Once a client decides to go that route they discuss it with a lawyer and from there let the judge know they would like to go through Indigenous Court and then it will be determined if they fit the criteria.
“For now, we have to walk before we run, so we are going to be dealing with smaller offences, things that aren’t huge cases and we’ll progress as the court continues,” Dick said.
In spearheading the proposal for the court, PLCWS had help from Crown Counsel Sabena Thompson and Dave Dickson, manager of community safety to put together a planning committee made up of RCMP, Probation Services, a representative from each First Nation, Esk’et Chief Fred Robbins, Dog Canoe Creek Chief Patrick Harry, and elders Irvine Johnson and Charlotte Gilbert.

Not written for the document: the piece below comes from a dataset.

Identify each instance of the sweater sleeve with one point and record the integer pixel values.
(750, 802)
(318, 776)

They met with Provincial Court Chief Judge Melissa Gillespie in June to go over the proposal and then sent it off in September.

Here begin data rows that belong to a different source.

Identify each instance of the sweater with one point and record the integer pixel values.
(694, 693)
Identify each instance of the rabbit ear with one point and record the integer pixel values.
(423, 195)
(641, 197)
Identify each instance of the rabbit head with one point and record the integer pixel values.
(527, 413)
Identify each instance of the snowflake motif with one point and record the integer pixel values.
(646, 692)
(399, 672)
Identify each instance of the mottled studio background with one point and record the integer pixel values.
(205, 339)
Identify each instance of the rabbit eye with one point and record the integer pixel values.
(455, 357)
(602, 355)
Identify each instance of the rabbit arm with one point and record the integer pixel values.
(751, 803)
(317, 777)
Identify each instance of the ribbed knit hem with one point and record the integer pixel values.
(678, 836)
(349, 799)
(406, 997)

“It was a pretty well-rounded group,” Dick said. “We wanted to ensure everything runs smoothly on the justice end of things to make sure we Indigenize the process.”

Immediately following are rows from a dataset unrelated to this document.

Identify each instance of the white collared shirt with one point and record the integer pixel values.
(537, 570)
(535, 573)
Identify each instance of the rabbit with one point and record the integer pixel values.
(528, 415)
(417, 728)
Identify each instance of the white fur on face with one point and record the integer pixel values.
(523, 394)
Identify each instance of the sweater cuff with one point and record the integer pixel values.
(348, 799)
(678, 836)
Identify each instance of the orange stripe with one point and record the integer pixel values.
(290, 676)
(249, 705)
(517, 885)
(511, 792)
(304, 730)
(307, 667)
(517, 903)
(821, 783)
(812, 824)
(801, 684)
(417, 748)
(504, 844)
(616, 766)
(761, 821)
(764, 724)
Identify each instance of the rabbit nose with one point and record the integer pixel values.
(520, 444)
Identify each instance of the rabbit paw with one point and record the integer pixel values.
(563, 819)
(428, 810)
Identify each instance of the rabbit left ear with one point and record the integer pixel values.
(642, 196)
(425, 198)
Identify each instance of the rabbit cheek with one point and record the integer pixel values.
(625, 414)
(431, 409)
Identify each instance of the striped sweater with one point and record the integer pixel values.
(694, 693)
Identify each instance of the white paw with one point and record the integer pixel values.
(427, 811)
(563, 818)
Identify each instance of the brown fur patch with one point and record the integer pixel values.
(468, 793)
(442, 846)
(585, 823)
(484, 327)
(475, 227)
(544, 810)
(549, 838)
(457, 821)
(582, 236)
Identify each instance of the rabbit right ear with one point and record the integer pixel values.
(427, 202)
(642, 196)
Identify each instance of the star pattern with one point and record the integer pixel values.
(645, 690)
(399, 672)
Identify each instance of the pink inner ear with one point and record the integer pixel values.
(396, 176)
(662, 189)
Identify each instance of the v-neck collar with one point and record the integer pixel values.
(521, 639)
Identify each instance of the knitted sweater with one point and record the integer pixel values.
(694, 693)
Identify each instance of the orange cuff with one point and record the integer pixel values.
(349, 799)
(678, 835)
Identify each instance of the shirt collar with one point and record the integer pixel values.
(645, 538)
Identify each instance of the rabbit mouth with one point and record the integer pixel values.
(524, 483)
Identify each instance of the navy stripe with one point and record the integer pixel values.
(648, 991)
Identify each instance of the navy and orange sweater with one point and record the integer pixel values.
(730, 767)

Indigenizing the court, she explained, will see elders in the court able to do smudging, especially if heavy topics are going to be discussed.
“If a client is very emotional that day the elders may ask if they want to get brushed with cedar brushes or do a smudge. We want to make sure that when the clients graduate from the program and they’ve completed their healing plans that we can do a blanketing ceremony with them.”
Including all the First Nations communities has been an important aspect as well, she noted.
“Williams Lake is a very unique place. We have 13 First Nations communities, four different nations when you include the Métis. We wanted to make sure every culture is represented in the court.”
The grand opening of the Native Court will take place some time in April and the first sittings should begin in May.
A judge has yet to be appointed and at this point it looks like sessions will be held in a regular court room that will have room for the elders to sit at a table with the judge.
“The elders and the judge will discuss healing plans with clients and it will go around the table so everyone will have input. When the client comes back if there is somethings they haven’t completed, they will be questioned by the elders. In other Indigenous courts the elders make sure the clients are accountable and taking healing plans seriously.”
The elders will bring art work into the court room as well as blankets to put over the bar.
Dick said PLWCS will provide the Indigenous Elders Court Navigator who will work with the elders panel and go over all the files of the clients with the judge.
“Our role is to ensure everything runs smoothly so if we do hit some road bumps we can say, ‘this isn’t working, we need to switch something,’ if it is on the healing end of things or resources. We can take it back to the planning committee and discuss it again.”
Ten elders were picked last week to sit on the panel for the new court who have been doing training and have observed proceedings in either Kamloops, Prince George or Merritt at existing Indigenous courts.
Another group of elders will be selected in January 2020.
“We will continue to have training for elders and ensure we have a well-rounded group on the panel. They not only learn about the court processes to understand everything that has to do with that aspect of things, but we also wanted to ensure they are educated about the problems that are happening here in Williams Lake, with drugs, alcohol and addictions and where they can find resources for themselves if they get triggered.”
A member of Tl’etinqox First Nation, Dick has worked with PLCWS for nine and a half years. She became the interim executive director a year ago and executive director in July of this year.
“I feel like this is a great step forward. I tell people who are unsure about the process, they should come into a sitting and see how it actually works.”